BY CHRIS HANLY
Investment Consultant, Gary Goldberg Financial Services
Rally? Correction? Geopolitical crisis? That’s the issue with prognosticators and commentators. They make a very convincing argument to protect yourself from, or prepare for the next… the next what? It’s the “what” that they all struggle with.
For investors, this poses a very particular challenge, as so called experts forecast what might happen next, and many investors get caught up in the hype and make portfolio moves that end up hurting them, either by selling investments as markets continue to rise, or never getting back in after having sold with some good luck and timing on their side. Last month I wrote about the psychology of investing, and how easily we are all influenced by what we hear.

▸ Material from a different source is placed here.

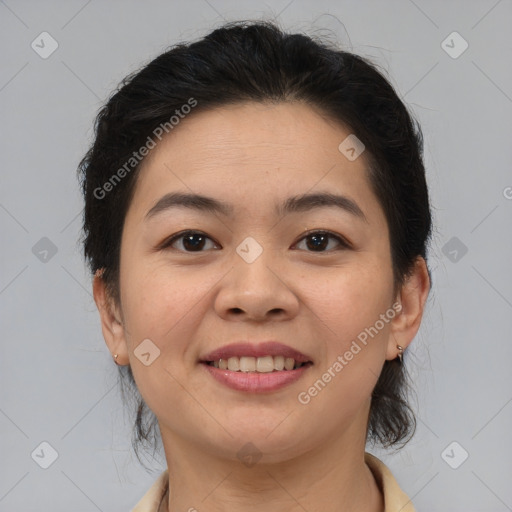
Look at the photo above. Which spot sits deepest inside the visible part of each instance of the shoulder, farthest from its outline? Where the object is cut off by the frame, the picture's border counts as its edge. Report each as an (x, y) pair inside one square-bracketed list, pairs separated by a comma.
[(395, 499)]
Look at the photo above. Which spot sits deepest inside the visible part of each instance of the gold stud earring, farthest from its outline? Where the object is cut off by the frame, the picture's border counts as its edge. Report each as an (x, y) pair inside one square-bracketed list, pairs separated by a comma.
[(400, 353)]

As I thought back about that article, I couldn’t help but think of the famed investment guru Peter Lynch. Mr. Lynch ran the Fidelity Magellan Fund, the world’s largest at the time, and amassed an impressive 11%+ annual return over his 20 year tenure – beating the S&P 500 and just about all of his peers. Yet, according to Mr. Lynch’s own calculations – as he details in his book “One Up on Wall Street,” the average investor in the Magellan Fund earned a meager 4 percent annual return. Why? Because of emotions.

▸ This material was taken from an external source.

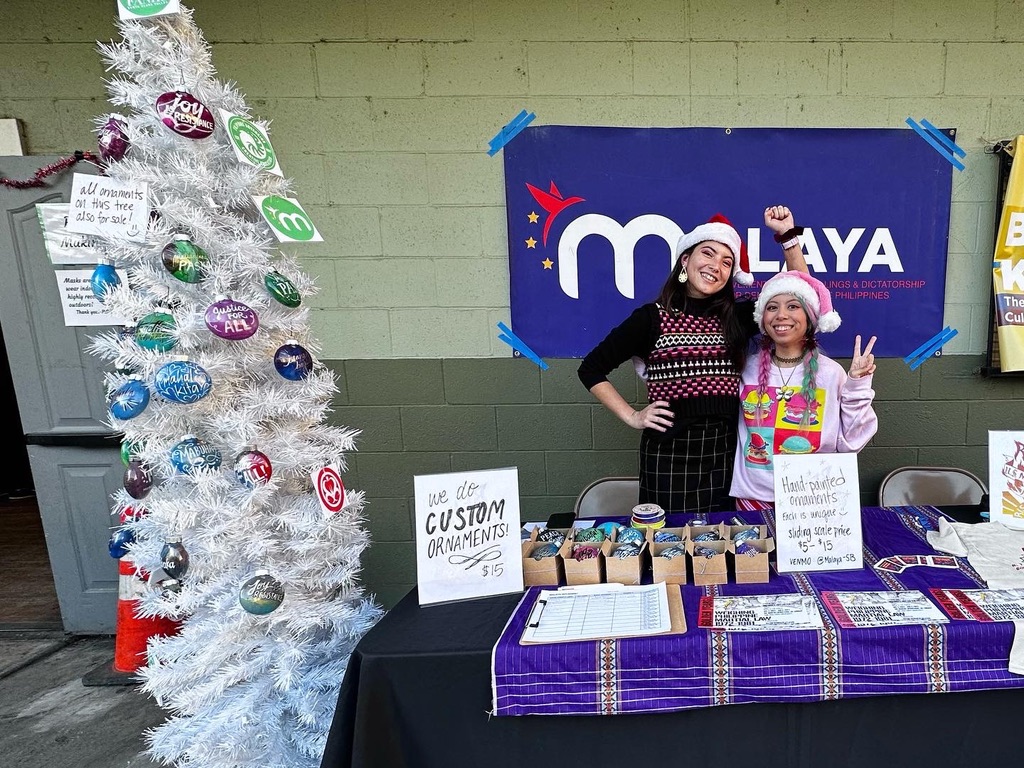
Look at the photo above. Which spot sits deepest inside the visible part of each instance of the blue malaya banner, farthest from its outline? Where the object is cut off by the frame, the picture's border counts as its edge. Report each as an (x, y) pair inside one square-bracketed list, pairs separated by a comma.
[(594, 215)]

Investors would listen to Wall Street gurus on CNBC or in the WSJ and determine that they could outsmart the market and market-time. Well, we all know how that worked out. Since that time, Fidelity, and many others, have conducted many more studies regarding investor performance and psychology. One set of common conclusions is that investors themselves are their own worst enemies, just as Peter Lynch described.
Moreover, it was shown that investors who work with a financial professional, an advisor, tend to reach their investment goals much more frequently than investors who try to go it alone. Since I don’t have the details of this study, I can’t tell you if it’s because investors who hire professionals outperform DIY’s or if it’s because they have more realistic goals.

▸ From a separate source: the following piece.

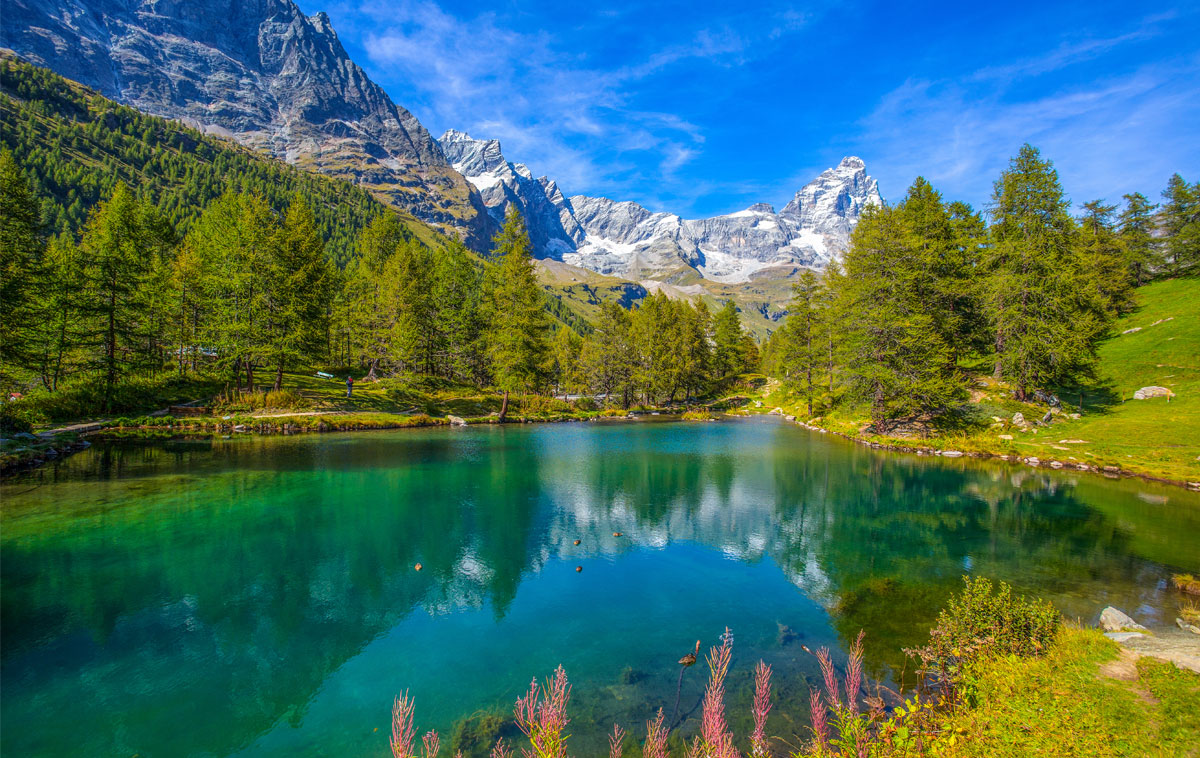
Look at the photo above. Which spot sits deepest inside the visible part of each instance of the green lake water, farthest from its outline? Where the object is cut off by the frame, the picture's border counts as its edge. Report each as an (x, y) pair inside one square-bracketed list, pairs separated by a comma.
[(257, 596)]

Naturally, as an investment advisor, I’m biased and believe that the quality of advice my firm and I provide has a profound impact on our client’s financial wellbeing. But you have to judge that for yourself – I challenge you to ask yourself these 2 questions: 1) Are you likely to be swayed into an investment decision because of hyperbole in the press 2) Was your last investment mistake due to an emotional reaction – if you answered yes to either, working with an investment advisor may benefit you greatly.